No, breathing San Francisco air is not like smoking 11 cigarettes

And the guys at Berkeley Earth ought to put out whatever they’ve been smoking and come down to Earth.

So (above) that’s the claim.

It’s based on an error from Richard Muller (you’ll remember him as the fake climate skeptic-turned-believer from a few years ago) that smoking a cigarette is equivalent to inhaling air with a PM2.5 level of 22 micrograms/cubic meter — or about 22 micrograms/cubic meter x 24 cubic meters of air/day = 528 micrograms of PM2.5/day.

Then, according to more misinformation from Muller, if San Francisco air has a PM2.5 concentration of 246 micrograms/cubic meter, then inhaling it is like smoking 246/22 or 11 cigarettes per day.
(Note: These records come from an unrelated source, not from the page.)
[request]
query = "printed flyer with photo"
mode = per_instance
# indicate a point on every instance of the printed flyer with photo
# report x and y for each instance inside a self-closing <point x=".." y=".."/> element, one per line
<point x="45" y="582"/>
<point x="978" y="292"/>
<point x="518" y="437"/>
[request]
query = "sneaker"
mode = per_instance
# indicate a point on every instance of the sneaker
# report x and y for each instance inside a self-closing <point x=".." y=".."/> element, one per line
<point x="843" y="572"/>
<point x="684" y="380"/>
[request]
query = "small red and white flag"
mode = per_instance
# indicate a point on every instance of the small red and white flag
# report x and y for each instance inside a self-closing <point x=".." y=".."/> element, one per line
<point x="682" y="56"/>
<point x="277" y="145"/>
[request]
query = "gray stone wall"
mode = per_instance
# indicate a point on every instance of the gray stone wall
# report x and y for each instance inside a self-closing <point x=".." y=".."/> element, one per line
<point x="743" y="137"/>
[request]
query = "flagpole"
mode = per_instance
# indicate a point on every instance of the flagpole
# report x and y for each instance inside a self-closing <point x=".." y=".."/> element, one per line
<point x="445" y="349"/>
Doesn’t get much wronger than this.

Smoking a cigarette is worth inhaling 10,000 to 40,0000 micrograms of PM2.5, according to EPA researchers:

That’s a lot more than Muller’s calculus of 528 micrograms/day from a single cigarette.

So if San Francisco air contains 246 micrograms of PM2.5/cubic meter and you inhale that for 24 hours, you inhale 246 micrograms/cubic meter x 24 cubic meters or 5904 micrograms of PM2.5 — about half of a cigarette.

So Muller — like any good climate bedwetter — is only off by a factor of 20 or so.

Muller is further incorrect in comparing breathing polluted air to smoking. Smokers inhale deeply while polluted air-breathers generally inhale much more shallowly — especially when air is foul. It’s a reflex-like response.